Scroll untuk membaca artikel
Budi Arista Romadhoni
Jum'at, 25 Maret 2022 | 13:48 WIB
Unjuk rasa perajin tahu dan tempe di depan kantor DPRD Kabupaten Magelang. Menuntut pemerintah menurunkan harga kedalai dan minyak goren. [Suara.com/ Angga Haksoro Ardi]

SuaraJawaTengah.id - Kenaikan harga kedelai dan minyak goreng menyebabkan perajin tahu tombok modal produksi Rp1,5 juta setiap kali produksi. Sudah 1 tahun terakhir ini harga kedelai terus naik.

Perajin tahu asal Desa Mejing, Kecamatan Candimulyo, Yunis Setiawan mengatakan, sudah 1 tahun terakhir harga kedalai naik secara bertahap. Dari semula Rp7 ribu menjadi Rp12 ribu per kilogram.

“Bagaima nanti nasib anak-anak kami. Dari harga Rp7 ribu, naik kurang lebih sudah 1 tahun. Belum pernah turun,” kata Yunis disela unjuk rasa paguyuban perajin tahu dan tempe di kantor DPRD Kabupaten Magelang, Jumat (25/3/2022).

Akibatnya modal produksi membengkak. Rata-rata perajin tahu dan tempe di Mejing menghabiskan 2,5 kuintal hingga 1 ton kedelai setiap hari.

Baca Juga: Protes Minyak Goreng Langka dan Mahal, Desy Ratnasari Didukung Netizen: Begini Nih, Berani Menyuarakan Suara Hati Rakyat

Kondisi semakin parah sebab 3 bulan terakhir harga minyak goreng ikut naik. Sebagian besar perajin tahu yang berjualan di pasar juga memproduksi tahu goreng.

“Minyak goreng sekarang mahal. Barang juga tidak ada. Kami sebagai perajin tahu tempe sangat kesusahan. Kami punya tenaga kerja banyak. Belum lagi kebutuhan rumah,” ujar Yunis.

Harga minyak goreng di pasar saat ini berada di kisaran harga Rp370 ribu hingga Rp400 ribu per jeriken (ukuran 16 kilogram). Sebelumnya harga minyak goreng Rp250 ribu per jeriken.

Perajin kelas menengah rata-rata menghabiskan 1 sampai 2 jeriken minyak goreng setiap hari. Perajin terpaksa tombok Rp1 juta hingga Rp1,5 juta agar bisa tetap memproduksi tahu. “Sekarang nombok terus. Seumpama tidak produksi ya bagaimana?”
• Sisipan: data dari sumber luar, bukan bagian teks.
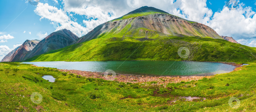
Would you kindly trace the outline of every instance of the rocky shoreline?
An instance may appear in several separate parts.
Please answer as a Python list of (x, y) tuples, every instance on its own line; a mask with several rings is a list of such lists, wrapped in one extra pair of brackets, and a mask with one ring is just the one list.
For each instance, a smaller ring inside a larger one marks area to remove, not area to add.
[[(237, 68), (241, 67), (242, 64), (236, 64), (235, 63), (219, 62), (222, 63), (232, 65), (235, 67), (234, 70), (239, 70)], [(143, 75), (133, 75), (131, 74), (117, 74), (114, 77), (106, 75), (104, 73), (98, 72), (84, 71), (77, 70), (58, 70), (59, 71), (76, 75), (80, 75), (86, 78), (100, 78), (106, 80), (116, 80), (120, 82), (130, 83), (143, 83), (146, 82), (155, 81), (156, 85), (165, 85), (168, 83), (180, 83), (181, 81), (190, 81), (197, 80), (204, 77), (210, 78), (212, 76), (149, 76)]]
[[(242, 64), (237, 64), (235, 63), (218, 62), (224, 64), (232, 65), (235, 67), (234, 71), (241, 70), (238, 68), (242, 67)], [(36, 66), (32, 65), (32, 66)], [(169, 83), (180, 83), (181, 81), (190, 81), (192, 80), (200, 80), (204, 77), (210, 78), (211, 76), (152, 76), (143, 75), (133, 75), (131, 74), (117, 74), (114, 77), (105, 75), (104, 76), (104, 72), (91, 72), (77, 70), (59, 70), (59, 71), (62, 72), (68, 72), (72, 73), (75, 75), (80, 75), (82, 77), (86, 78), (102, 78), (106, 80), (117, 81), (120, 82), (125, 83), (143, 83), (146, 82), (155, 81), (156, 83), (154, 84), (155, 85), (166, 85)]]
[(100, 78), (106, 80), (115, 80), (120, 82), (132, 83), (156, 81), (157, 85), (166, 84), (168, 83), (179, 83), (182, 81), (190, 81), (193, 80), (197, 80), (202, 79), (204, 77), (210, 77), (154, 76), (120, 74), (117, 74), (115, 76), (112, 77), (107, 75), (104, 76), (104, 73), (101, 72), (84, 71), (77, 70), (58, 70), (61, 72), (68, 72), (76, 75), (80, 75), (86, 78)]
Ada lebih dari 200 perajin tahu dan tempe yang bertempat usaha di Desa Mejing, Kecamatan Candimulyo. Menurut Yunis saat ini sekitar 60 perajin sudah bangkrut dan berhenti produksi.

Baca Juga: Cek Pasar Sehat Sabilulungan, Kapolri Sebut Stok Minyak Goreng Curah Tercukupi Jelang Ramadhan

Dampak dari usaha yang tutup bukan hanya dirasakan para pemilik pabrik, tapi juga warga sekitar. Usaha kerajinan tahu dan tempe paling sedikit menyerap 7 sampai 10 tenaga kerja yang berasal dari warga sekitar.

Mereka bekerja sebagai tenaga kerja pencetak tahu, buruh bongkar kayu, dan pengangkut bahan bakar. Para perajin terpaksa mengurangi waktu kerja para buruh dengan menerapkan sistem kerja giliran (sehari masuk, sehari libur).   

“Tuntutan kami minyak dan harga kedelai bisa normal kembali. Meminta aparat untuk menindak, entah sweeping atau apa atas kelangkaan itu. Sudah mahal kok minyak juga tidak ada. Kemana begitu,” kata Yunis.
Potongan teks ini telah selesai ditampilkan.